さらに別の実施態様では、抗体を、腫瘍のプレターゲティングに利用するための「受容体」(ストレプトアビジンなど)にコンジュゲートすることができ、ここでは、抗体−受容体コンジュゲートを患者に投与し、続いて、除去剤を使用して循環から未結合のコンジュゲートを除去し、次いで、細胞傷害剤(例えば、薬物又は放射性ヌクレオチド)にコンジュゲートした「リガンド」(例えば、アビジン)を投与する。
E.診断及び検出のための方法及び組成物
ある種の実施態様では、本明細書で提供する抗LY6E抗体のうちの何れかは、生物学的試料におけるLY6Eの存在を検出するのに有用である。本明細書で使用する場合、用語「検出」は、定量的又は定性的検出を包含する。「生物学的試料」は、例えば、細胞又は組織(例えば、がん性又はがん性の可能性がある、結腸、結腸直腸、子宮内膜、膵臓、又は卵巣の組織を含めた生検材料)を含む。
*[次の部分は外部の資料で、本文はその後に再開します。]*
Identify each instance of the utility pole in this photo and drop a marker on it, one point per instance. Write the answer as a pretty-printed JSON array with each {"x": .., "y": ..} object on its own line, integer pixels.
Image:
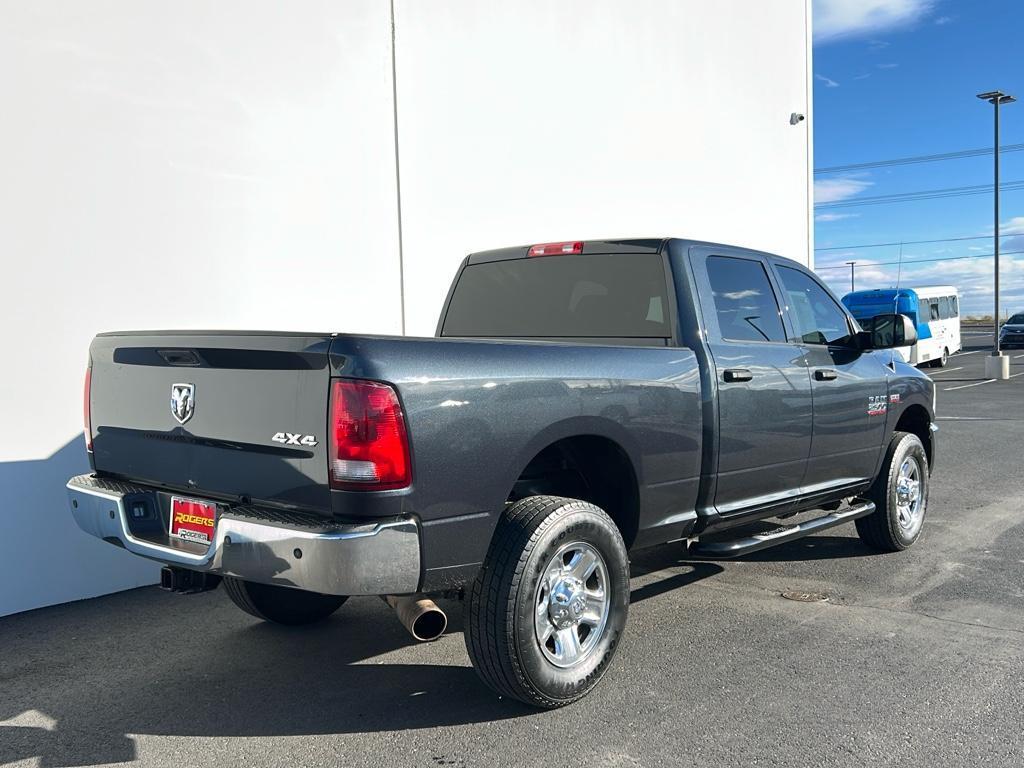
[{"x": 997, "y": 366}]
一実施態様では、診断又は検出の方法で使用するための抗LY6E抗体が提供される。さらなる態様では、生物学的試料におけるLY6Eの存在を検出する方法が提供される。ある種の実施態様では、方法は、抗LY6E抗体がLY6Eに結合可能な条件下で、本明細書に記載のように、抗LY6E抗体に生物学的試料を接触させること、及び生物学的試料において抗LY6E抗体及びLY6Eの間で複合体が形成されているかどうかを検出することを含む。そうした方法は、in vitroの方法でもよいし、in vivoの方法でもよい。一実施態様では、例えば、LY6Eが患者を選択するための生物指標である場合、抗LY6E抗体は、抗LY6E抗体を用いる療法に好適な対象を選択するのに使用される。さらなる実施態様では、生物学的試料は、細胞又は組織(例えば、がん性又はがん性の可能性がある、結腸、結腸直腸、子宮内膜、膵臓、又は卵巣の組織を含めた生検材料)である。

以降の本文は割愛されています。